The Digital Humanities as THATCamp

THATCamp SF is going on this weekend, and the self-organizing, hands-on event provided quality both of discussion and participant.  Glen Worthey suggested a session on mapping the Digital Humanities which devolved, due in no small part to my own distractive influence, into a discussion of the nature of the Digital Humanities.  Glen’s desire was to map the structure of the movement, with an eye toward non-standard representations that better reflect the confederate nature of the Digital Humanities.  We didn’t manage to get so far as to create an artistic representation of a Digital Humanities archipelago nation, and only developed two sets of anemic Venn Diagrams that managed to not only not overlap but to only include History and Literature.

The diagrams weren’t as bad as that, of course, they were being used to explore whether or not Digital History lived in History and Digital Literature lived in Literature or whether the Digital Humanities was the big circle with Digital History and Digital Literature coming at the overlapping borders between the Digital Humanities and History or Literature.

For my own part, I demonstrated my in-progress network map of the Digital Humanities at Stanford, which is both incomplete and misleading in its explicitness.  The map is meant to agitate, and has done so admirably, but like any seductive visualization it continues to argue its legitimacy despite my own claims that it is only useful as a tool to highlight the notable problems with mapping participation in the community:  First, self-identification favors the loud, and promotes the work of the very vocal and visible above the work of the quiet but brilliant.  Second, metrics–any metrics–runs the risk of undermining the value of the interpretive agent.

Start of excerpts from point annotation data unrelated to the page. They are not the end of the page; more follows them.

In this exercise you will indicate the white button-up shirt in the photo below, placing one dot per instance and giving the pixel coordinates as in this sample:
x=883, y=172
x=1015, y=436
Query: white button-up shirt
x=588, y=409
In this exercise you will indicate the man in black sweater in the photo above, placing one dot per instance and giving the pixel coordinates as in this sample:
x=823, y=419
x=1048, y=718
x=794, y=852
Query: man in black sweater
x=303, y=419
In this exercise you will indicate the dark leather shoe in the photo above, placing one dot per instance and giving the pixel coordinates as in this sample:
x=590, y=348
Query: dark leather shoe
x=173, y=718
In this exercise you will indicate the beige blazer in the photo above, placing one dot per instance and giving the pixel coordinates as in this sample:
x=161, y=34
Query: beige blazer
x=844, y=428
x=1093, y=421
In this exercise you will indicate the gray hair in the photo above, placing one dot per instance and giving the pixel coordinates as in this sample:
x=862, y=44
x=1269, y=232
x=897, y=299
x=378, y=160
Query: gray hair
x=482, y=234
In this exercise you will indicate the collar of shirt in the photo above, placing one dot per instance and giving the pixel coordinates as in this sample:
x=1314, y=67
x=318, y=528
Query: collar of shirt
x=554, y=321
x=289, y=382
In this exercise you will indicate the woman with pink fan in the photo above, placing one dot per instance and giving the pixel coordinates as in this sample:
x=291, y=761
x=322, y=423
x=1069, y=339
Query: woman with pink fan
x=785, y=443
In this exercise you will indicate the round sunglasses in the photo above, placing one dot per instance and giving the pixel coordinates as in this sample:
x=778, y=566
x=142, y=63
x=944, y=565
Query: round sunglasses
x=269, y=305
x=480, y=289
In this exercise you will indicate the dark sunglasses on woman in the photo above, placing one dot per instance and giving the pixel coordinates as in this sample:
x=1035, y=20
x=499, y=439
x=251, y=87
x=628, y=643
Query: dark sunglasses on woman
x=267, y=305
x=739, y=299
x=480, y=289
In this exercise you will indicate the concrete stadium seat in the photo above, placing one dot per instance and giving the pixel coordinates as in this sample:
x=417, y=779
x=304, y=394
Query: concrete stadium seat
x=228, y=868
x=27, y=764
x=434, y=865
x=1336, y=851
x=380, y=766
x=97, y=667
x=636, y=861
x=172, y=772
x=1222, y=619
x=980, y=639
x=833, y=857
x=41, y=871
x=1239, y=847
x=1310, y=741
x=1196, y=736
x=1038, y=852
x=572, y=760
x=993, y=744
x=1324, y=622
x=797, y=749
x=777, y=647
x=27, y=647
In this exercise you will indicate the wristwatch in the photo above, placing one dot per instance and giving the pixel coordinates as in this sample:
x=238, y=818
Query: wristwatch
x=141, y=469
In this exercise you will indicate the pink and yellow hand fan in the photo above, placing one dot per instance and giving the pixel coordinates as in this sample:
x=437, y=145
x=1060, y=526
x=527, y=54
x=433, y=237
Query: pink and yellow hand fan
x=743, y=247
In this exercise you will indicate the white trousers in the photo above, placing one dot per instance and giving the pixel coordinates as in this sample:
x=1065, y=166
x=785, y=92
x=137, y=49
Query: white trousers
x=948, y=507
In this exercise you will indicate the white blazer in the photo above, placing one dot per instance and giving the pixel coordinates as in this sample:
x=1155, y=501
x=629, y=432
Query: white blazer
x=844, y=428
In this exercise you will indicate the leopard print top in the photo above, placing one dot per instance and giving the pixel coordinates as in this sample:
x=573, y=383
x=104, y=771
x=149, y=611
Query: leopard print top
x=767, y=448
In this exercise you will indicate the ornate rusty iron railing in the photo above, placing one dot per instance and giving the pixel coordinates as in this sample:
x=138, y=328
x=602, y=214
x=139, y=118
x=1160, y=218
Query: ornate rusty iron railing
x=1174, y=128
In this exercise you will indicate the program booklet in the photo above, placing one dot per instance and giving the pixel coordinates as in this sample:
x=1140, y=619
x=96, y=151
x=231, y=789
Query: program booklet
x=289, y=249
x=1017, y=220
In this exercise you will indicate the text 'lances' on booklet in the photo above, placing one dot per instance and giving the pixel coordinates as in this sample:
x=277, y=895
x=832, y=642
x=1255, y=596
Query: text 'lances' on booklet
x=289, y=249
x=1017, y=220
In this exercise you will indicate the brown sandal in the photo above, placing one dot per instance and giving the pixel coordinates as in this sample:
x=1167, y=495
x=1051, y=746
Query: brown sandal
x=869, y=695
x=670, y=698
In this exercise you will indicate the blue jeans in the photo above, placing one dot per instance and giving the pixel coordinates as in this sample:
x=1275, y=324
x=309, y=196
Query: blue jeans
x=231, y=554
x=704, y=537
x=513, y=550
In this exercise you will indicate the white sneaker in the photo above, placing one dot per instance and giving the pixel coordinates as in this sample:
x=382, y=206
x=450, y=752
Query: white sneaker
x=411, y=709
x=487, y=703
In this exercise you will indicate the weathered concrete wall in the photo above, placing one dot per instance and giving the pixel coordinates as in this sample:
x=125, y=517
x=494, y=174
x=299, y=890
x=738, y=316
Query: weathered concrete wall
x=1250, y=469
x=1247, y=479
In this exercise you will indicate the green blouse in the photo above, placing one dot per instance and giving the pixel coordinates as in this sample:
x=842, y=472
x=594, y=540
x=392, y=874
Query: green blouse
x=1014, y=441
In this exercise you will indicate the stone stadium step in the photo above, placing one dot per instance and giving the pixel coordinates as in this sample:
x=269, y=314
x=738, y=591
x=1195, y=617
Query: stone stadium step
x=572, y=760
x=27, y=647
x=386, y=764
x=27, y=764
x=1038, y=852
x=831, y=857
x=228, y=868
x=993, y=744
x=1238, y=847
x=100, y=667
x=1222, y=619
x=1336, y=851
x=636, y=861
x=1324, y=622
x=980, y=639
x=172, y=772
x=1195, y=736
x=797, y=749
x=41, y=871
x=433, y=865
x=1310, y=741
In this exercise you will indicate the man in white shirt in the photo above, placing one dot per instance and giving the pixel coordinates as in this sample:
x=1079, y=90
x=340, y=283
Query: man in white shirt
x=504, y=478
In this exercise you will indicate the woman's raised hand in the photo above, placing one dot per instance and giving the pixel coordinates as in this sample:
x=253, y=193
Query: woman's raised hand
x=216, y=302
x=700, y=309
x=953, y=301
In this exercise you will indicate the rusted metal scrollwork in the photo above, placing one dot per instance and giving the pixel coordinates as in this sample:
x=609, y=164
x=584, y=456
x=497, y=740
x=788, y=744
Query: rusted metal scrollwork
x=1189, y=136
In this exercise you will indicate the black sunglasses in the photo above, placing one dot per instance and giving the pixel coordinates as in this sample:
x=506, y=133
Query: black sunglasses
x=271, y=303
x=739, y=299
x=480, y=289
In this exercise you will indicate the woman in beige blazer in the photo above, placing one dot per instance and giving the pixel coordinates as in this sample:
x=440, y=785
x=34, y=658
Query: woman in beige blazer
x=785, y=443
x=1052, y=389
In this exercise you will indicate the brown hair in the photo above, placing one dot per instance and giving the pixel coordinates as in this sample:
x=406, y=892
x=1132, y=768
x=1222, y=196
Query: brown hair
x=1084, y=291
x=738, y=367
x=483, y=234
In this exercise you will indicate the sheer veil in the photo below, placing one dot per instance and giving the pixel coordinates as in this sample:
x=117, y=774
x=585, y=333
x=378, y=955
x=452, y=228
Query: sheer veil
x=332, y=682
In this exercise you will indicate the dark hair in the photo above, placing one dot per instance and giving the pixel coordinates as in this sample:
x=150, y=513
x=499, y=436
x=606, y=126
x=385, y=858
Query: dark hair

But besides the value of THATCamp to spur such discussions, I think THATCamp is the Digital Humanities in microcosm, with all its benefits and drawbacks.  THATCamp is charisma-driven, with sessions created by the vocal and visible, meandering (I’m guilty of consistently dragging a session about information back to the problem of lack of information) and chock full of brilliant people tackling interesting problems both inside the academy and out.